My previous posting about why not  to use Cycle Time in Kanban resulted in some interesting discussions, and I'm grateful to +Steve Tendon for pointing me in the direction of this paper [1] by John D.C. Little and Stephen C. Graves which gives some very helpful historical background into the derivation of Little's Law, its applicability and some of the terminology used.

From Little and Graves (2008)
Little's own formulation of the "law" was as follows:



L = average number of items in the queuing system,
(equivalent to WIP in Kanban terminology)

W = average waiting time in the system for an item,
(equivalent to System Lead Time)

λ = average number of items arriving per unit time
(equivalent to Delivery Rate, assuming "stationarity")

With Kanban preferred terms we can see this maps to:

WIP =  Delivery Rate * Lead Time
Delivery Rate = WIP / Lead Time

Little used "waiting time" for the time taken by one unit to traverse the system (W) because his original context was queuing systems. For other applications he suggested Flow Time, which I think is a very useful alternative.

He also notes though that other authors use other terms for W, including cycle time, throughput time, and sojourn time, depending on the context. Yes - cycle time I'm afraid is in that list which is why confusion still abounds. This conflicts with the more generally accepted definition of cycle time in manufacturing, which corresponds to the target rate of working expressed as Takt Time, and is the reciprocal of Delivery Rate. In other words this confusion of terminology is at least as old as the reference Little and Graves cite: Factory Physics by Hopp and Spearman (1st edition:1996).

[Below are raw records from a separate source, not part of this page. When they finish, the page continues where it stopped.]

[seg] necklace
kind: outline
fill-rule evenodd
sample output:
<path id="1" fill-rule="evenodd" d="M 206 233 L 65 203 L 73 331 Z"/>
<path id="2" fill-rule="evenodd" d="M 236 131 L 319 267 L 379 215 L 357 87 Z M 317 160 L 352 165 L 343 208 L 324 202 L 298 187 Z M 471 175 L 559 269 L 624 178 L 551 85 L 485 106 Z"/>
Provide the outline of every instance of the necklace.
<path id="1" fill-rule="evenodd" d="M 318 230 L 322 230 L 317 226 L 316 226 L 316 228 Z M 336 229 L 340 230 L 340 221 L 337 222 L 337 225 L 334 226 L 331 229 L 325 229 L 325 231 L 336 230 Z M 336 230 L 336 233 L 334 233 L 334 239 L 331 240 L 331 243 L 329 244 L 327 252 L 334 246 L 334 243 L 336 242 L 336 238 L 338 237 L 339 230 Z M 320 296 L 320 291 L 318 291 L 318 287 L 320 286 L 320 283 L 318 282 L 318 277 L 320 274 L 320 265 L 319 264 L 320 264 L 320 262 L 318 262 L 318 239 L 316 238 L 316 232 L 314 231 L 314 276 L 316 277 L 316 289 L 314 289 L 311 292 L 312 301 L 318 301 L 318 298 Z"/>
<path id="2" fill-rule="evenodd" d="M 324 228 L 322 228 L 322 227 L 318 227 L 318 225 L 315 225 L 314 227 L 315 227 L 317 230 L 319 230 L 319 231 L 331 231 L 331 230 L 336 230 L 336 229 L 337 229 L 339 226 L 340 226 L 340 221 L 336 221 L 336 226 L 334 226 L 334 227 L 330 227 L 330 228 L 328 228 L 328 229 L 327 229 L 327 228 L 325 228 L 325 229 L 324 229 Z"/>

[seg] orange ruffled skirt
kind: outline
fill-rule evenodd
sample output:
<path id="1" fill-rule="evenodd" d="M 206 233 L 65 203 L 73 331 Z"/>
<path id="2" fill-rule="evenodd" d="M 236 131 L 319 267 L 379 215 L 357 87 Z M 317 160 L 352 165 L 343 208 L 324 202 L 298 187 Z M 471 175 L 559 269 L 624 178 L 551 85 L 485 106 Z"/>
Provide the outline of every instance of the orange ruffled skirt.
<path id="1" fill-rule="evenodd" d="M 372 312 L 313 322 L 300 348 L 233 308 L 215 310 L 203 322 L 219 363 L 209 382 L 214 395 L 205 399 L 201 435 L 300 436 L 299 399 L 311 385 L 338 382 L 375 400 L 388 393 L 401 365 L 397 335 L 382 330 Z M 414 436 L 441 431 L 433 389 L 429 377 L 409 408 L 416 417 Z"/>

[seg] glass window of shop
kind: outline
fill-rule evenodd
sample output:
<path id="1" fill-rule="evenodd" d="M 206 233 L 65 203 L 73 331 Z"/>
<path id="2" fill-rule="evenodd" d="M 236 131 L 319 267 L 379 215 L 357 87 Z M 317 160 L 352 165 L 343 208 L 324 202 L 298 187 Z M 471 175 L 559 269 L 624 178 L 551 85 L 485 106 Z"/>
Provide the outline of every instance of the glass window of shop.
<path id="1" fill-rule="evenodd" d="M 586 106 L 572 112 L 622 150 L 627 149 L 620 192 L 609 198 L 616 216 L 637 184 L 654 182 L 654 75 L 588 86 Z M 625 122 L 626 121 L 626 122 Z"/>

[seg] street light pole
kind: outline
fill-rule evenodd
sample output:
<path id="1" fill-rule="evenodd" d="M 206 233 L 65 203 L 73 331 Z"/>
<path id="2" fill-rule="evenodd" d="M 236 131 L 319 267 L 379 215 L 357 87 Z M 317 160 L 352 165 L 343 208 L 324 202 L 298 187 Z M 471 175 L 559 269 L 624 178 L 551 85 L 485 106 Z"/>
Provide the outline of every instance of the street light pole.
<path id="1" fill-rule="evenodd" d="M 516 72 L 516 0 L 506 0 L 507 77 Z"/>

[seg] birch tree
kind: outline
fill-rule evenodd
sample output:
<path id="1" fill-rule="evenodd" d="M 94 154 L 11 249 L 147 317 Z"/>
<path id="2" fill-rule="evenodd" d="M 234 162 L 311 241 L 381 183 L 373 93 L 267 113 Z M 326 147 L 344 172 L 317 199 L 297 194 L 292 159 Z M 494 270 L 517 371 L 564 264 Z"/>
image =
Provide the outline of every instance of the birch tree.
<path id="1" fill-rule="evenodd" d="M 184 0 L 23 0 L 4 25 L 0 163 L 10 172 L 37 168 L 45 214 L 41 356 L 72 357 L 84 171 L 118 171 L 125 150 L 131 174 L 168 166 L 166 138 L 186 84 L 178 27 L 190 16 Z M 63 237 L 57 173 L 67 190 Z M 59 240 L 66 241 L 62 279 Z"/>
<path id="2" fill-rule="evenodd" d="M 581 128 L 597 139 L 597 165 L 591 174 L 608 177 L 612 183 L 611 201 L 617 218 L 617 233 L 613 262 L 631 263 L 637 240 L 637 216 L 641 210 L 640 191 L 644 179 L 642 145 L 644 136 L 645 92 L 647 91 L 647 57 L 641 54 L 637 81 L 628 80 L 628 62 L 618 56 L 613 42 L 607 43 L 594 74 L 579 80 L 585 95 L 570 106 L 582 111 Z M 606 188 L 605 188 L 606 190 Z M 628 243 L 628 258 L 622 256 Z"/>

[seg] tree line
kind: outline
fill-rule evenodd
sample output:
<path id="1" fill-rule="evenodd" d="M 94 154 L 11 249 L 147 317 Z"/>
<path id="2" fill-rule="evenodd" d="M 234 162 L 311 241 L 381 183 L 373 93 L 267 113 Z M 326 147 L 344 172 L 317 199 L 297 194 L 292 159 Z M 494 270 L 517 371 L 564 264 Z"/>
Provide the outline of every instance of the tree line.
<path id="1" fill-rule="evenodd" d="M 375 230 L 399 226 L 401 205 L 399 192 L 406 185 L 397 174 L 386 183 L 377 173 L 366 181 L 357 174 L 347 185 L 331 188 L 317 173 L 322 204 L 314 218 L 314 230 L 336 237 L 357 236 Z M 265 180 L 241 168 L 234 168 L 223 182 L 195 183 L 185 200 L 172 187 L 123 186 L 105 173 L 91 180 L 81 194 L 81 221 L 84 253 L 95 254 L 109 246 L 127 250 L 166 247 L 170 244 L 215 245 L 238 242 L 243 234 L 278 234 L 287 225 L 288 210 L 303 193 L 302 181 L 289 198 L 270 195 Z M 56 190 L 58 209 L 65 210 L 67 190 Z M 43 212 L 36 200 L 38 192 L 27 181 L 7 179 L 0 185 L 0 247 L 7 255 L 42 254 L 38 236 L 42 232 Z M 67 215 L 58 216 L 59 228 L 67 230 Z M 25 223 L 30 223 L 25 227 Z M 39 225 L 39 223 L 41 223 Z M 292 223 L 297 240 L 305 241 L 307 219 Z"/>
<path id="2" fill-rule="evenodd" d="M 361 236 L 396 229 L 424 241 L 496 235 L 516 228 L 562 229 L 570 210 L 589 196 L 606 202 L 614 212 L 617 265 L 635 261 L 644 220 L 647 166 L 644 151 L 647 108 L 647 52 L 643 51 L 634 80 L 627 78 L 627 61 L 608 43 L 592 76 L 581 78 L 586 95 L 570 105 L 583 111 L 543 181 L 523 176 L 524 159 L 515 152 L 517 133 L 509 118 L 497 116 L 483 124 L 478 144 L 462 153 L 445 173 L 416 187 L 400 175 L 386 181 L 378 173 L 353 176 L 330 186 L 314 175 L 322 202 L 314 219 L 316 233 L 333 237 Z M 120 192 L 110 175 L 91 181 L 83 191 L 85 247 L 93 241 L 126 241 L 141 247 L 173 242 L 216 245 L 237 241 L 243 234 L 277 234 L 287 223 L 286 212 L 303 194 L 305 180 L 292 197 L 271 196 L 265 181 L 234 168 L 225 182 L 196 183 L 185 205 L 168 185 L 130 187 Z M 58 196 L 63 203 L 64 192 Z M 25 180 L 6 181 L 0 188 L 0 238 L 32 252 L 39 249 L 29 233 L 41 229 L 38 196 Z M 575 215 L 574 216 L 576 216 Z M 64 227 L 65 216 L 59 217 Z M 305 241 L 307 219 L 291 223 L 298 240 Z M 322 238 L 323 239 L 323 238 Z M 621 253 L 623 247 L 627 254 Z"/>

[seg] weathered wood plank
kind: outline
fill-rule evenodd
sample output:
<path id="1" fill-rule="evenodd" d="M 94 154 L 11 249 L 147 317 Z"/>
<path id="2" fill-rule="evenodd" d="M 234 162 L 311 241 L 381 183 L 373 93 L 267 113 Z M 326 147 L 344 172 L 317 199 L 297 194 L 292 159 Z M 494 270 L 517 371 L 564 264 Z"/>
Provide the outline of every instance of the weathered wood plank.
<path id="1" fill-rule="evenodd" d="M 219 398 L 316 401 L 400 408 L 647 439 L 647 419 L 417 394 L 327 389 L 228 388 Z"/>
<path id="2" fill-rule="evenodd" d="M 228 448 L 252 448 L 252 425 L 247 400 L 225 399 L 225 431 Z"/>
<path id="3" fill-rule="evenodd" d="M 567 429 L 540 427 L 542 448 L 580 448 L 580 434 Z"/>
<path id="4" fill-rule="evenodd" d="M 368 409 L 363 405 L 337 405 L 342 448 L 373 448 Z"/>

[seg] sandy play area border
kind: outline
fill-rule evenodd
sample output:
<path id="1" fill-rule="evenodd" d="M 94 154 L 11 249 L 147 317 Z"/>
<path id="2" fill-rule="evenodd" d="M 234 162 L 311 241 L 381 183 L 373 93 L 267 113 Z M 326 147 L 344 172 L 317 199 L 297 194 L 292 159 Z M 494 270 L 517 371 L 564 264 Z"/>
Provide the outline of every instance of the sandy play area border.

Useful background, but the message to me is still: "Don't use Cycle Time in Kanban!".


[1] Little, J. D. C and S. C. Graves (2008). Little's Law, pp 81-100, in D. Chhajed and TJ. Lowe (eds.) Building Intuition: Insights From Basic Operations Management Models and Principles. doi: 10.1007/978-0-387 -73699-0, (c) Springer Science + Business Media, LLC http://web.mit.edu/sgraves/www/papers/Little%27s%20Law-Published.pdf

[2] Hopp, W. J. and M. L. Spearman (2000). Factory Physics: Foundations of Manufacturing Management, 2nd (ed.), Irwin McGraw Hill, New York, NY.